News & Updates
FY2018 JETRO Survey on Business Conditions for Japanese Companies in the U.S. (37th annual survey)
Mar 18, 2019
Over 70% of Respondents Expected Positive Operating Profits for Seven Consecutive Years (the longest period in our records)
Japanese Companies in the US Maintaining “Local Production for the Local Market” Trend
JETRO has conducted a survey on the state of Japanese manufacturers (producers and sellers) operating in the U.S. The results are summarized below, with corresponding page numbers from the attachment included.
|Method and dates||Distribution of a questionnaire from November 9, 2018 to December 7, 2018|
|Scope||Japanese manufacturers operating in the U.S.

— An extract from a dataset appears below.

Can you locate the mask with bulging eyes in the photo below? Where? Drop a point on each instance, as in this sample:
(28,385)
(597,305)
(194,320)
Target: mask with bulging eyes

730 responses received from 1,289 surveys sent (response rate of 56.6%)
Summary – Business Conditions for Japanese Companies in the U.S.
- Corporate performance
For seven years in a row now, over 70 percent (74.5%) of respondents expected an operating profit, making for the longest such streak in survey history. The diffusion index (DI) value, an indicator of business confidence, for 2018 was up 9.3 points from 2017 to reach 17.2, and the 2019 outlook also expects the value to rise up to 32.0, with many companies expecting to see an improvement in their performance.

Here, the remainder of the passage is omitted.